DASWATI.ID – Ratusan warga bersama LBH laporkan dugaan mafia tanah di Lampung Timur ke Menteri ATR/BPN Hadi Tjahjanto.
YLBHI-LBH Bandarlampung bersama 390 KK petani Desa Sripendowo dan 7 desa lainnya mengirimkan surat pengaduan ke Menteri ATR/BPN (Agraria dan Tata Ruang/Badan Pertanahan Nasional) untuk mengusut tuntas dugaan adanya mafia tanah di Lampung Timur.
“Surat tersebut sebagai upaya petani untuk menagih janji Menteri ATR/BPN untuk ‘GEBUK Mafia Tanah’,” ujar Direktur LBH Bandarlampung, Sumaindra Jarwadi, Jumat (1/12/2023).
LBH laporkan dugaan mafia tanah di Lampung Timur ke Menteri ATR/BPN.
Dalam keterangannya, Indra menuturkan pengaduan tersebut sebagai upaya masyarakat penggarap lahan untuk mencari keadilan atas tanah yang telah mereka garap sejak tahun 1968.
Sebelumnya, ratusan petani penggarap ini juga telah berupaya meminta keadilan ke Kanwil Kementerian ATR/BPN Provinsi Lampung pada Kamis (30/11/2023).
Baca Juga: Kanwil ATR/BPN Telusuri Dugaan Mafia Tanah di Lampung Timur
Para petani tersebut menggarap lahan seluas ±401 hektare di Desa Wana, Kecamatan Melinting, Kabupaten Lampung Timur.
Ratusan petani itu berasal dari delapan desa di Lampung Timur yakni Desa Sripendowo, Desa Bandar Agung, Desa Waringin Jaya, Desa Wana, Desa Srimenanti, Desa Giring Mulyo, Desa Sribhawono, Desa Brawijaya.
“Lahan yang telah mereka garap tersebut kemudian terbit Sertifikat Hak Milik (SHM) atas nama orang lain tanpa sepengetahuan para penggarap,” kata Indra.
Masyarakat dari delapan desa tersebut telah menggarap lahan di Desa Wana selama puluhan tahun turun temurun hingga hari ini.
“Kemudian di atas lahan yang mereka garap tersebut pada tahun 2021 terbit sertifikat atas nama orang lain tanpa sepengetahuan masyarakat penggarap,” jelas Indra.
Dia mengatakan masyarakat penggarap lahan tersebut tidak pernah mengalihkan lahan tersebut kepada orang lain, baik sewa menyewa maupun melakukan jual beli.
“Terlebih masyarakat penggarap lahan tidak pernah melihat atau bahkan tahu adanya pengukuran yang dilakukan oleh Kantor Pertanahan ATR/BPN Lampung Timur, bahkan jalan-jalan area garapan serta makam juga ikut masuk dalam sertifikat,” ujar Indra.

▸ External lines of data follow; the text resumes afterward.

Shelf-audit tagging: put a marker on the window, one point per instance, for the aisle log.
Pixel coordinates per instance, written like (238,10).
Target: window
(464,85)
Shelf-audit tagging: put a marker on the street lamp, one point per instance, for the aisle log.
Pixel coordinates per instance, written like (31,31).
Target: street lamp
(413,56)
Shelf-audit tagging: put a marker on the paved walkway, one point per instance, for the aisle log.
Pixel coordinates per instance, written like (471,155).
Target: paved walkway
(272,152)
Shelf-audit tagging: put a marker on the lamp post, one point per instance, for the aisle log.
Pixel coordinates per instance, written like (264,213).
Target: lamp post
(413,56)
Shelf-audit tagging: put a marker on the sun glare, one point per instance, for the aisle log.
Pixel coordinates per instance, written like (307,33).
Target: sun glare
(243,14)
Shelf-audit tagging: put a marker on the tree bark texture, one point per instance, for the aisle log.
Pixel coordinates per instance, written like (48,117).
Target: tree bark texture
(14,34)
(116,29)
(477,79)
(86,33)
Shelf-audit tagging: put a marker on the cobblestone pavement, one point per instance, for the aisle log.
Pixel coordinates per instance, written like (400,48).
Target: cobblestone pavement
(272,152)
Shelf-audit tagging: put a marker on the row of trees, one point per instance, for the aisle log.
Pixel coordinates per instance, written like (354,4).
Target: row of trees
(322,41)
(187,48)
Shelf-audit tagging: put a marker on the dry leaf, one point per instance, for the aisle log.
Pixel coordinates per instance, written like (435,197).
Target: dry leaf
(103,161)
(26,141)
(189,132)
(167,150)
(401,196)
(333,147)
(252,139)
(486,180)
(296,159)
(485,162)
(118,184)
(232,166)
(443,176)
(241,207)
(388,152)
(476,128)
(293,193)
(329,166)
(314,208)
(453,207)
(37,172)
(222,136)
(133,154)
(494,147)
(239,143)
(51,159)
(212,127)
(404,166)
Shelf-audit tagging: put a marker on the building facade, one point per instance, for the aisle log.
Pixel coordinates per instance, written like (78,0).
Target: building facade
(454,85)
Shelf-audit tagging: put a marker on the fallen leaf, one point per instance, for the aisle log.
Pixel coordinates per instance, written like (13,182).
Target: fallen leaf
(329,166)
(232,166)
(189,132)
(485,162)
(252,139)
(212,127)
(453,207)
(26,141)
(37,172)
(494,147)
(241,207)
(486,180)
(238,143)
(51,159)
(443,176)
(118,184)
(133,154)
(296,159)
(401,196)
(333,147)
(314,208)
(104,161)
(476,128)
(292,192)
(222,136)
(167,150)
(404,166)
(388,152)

Petani penggarap lahan kemudian mengetahui terbitnya SHM itu pada tahun 2022 ketika ada seseorang yang tidak dikenal datang membawa bukti SHM dan meminta penggarap untuk membayar SHM tersebut.
“Sepengetahuan masyarakat, lahan yang mereka garap masuk ke dalam kawasan hutan Register 38 Gunung Balak,” tutur dia.
Sehingga, lanjut Indra, masyarakat tidak berupaya atau tidak pernah melakukan pengurusan secara administratif pertanahan dengan melakukan pendaftaran lahan ke Kantor Pertanahan ATR/BPN Lampung Timur.
Pasca terbitnya SHM, jelas Indra, petani penggarap kerap kali didatangi oknum-oknum yang mencari lahan dengan menunjukan kepemilikan SHM yang terbit pada tahun 2021.
“Masyarakat menerima bentuk-bentuk intimidasi, somasi, dan paksaan untuk membayar sertifikat sebesar Rp150.000.000 hingga Rp200.000.000 sesuai dengan luas lahan yang digarap,” ujar dia.
LBH Bandarlampung mencatat lebih dari 390 KK menjadi korban dugaan mafia tanah tersebut.
“Mereka diancam akan dilaporkan ke pihak kepolisian atas penyerobotan lahan,” pungkas Indra.